What should USES=go:1.XY mean going forward?

From: Adam Weinberger <adamw_at_adamw.org>
Date: Wed, 21 Jan 2026 17:57:01 UTC
Hi, Go community,

Through the hard work of committers (I esp. want to call out the work of
des) and contributors, there are basically no uses of pinned versions
anymore. I would never take tools away if they are used for purposeful
benefit, but I also don't want to hand people a tool if literally the
only use is shooting themselves in the foot.

I'd like to hear your opinion on how to handle single-version pins going
forward. The ideas I have are:

[ ] go:1.XY is the same as 1.XY+
[ ] go:1.XY produces a WARNING
[ ] Do nothing and maintain the status quo (i.e. silently change go:1.XY to
go:1.XY+ when go:1.<XY+2> is added to the tree)
[ ] Deprecate and remove pinned ports when their pinned version is removed
[ ] Your idea(s) here: _____________

I'm eager for opinions on any or all of the above, including new solutions.

The WARNING idea is the kind that causes a multi-second delay while the
message is displayed, unless you have WARNING_WAIT=0, when USES=go:1.XY is
used, recommending using 1.XY+ instead. WARNINGS are relevant directly to
maintainers who test-build their ports, making it targeted.
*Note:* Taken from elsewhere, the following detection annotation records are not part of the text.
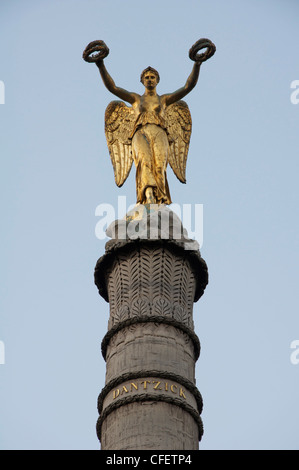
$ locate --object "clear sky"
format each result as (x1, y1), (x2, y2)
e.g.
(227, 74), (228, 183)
(0, 0), (299, 449)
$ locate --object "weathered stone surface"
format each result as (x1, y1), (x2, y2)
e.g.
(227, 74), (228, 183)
(101, 401), (199, 450)
(95, 239), (208, 450)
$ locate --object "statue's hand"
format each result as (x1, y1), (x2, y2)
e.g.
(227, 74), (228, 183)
(82, 41), (109, 62)
(189, 38), (216, 64)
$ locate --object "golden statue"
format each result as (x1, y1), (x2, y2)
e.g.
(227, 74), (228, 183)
(83, 39), (216, 204)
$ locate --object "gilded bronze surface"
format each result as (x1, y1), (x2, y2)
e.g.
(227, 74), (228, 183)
(83, 39), (216, 204)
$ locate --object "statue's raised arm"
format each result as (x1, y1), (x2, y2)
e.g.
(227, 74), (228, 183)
(83, 41), (138, 104)
(161, 39), (216, 106)
(83, 39), (216, 204)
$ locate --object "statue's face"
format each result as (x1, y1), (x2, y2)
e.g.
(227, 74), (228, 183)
(142, 71), (158, 90)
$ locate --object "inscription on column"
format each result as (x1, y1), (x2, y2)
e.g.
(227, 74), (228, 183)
(103, 377), (198, 410)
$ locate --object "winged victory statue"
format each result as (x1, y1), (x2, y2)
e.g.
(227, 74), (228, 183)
(83, 39), (216, 204)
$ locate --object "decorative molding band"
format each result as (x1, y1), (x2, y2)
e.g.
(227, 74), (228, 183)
(96, 393), (203, 441)
(94, 239), (208, 302)
(98, 370), (203, 414)
(101, 315), (200, 361)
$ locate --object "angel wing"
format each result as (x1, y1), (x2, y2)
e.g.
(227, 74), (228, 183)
(105, 101), (136, 186)
(165, 100), (192, 183)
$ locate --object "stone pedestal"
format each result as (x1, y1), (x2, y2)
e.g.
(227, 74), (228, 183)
(95, 208), (208, 450)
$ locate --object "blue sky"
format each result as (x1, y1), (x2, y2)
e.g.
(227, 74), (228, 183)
(0, 0), (299, 449)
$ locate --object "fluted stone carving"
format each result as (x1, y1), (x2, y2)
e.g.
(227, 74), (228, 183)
(95, 239), (208, 450)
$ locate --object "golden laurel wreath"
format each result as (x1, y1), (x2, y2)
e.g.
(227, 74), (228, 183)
(83, 41), (109, 63)
(189, 38), (216, 62)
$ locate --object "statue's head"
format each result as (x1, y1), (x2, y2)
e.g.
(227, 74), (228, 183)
(140, 67), (160, 86)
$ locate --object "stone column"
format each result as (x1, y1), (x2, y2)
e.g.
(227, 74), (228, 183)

It displays
nothing to end-users, which is good (it's a maintainer issue, not an
end-user issue) and bad (the port's lifetime would be limited, and
end-users have no way of knowing that).

I'm not sure if there is a valid use-case for pinned versions anymore?
Should 1.XY simply mean 1.XY+? It's probably more meaningful to end-users
to annotate something that can only ever build with 1.XY with
EXPIRATION_DATE=<release of 1.(XY+2)>. End-users never see WARNINGS

At this point, I feel like the above (1.XY implicitly means 1.XY+) produces
the best outcomes for end-users, maintainers, committers, and the Go team.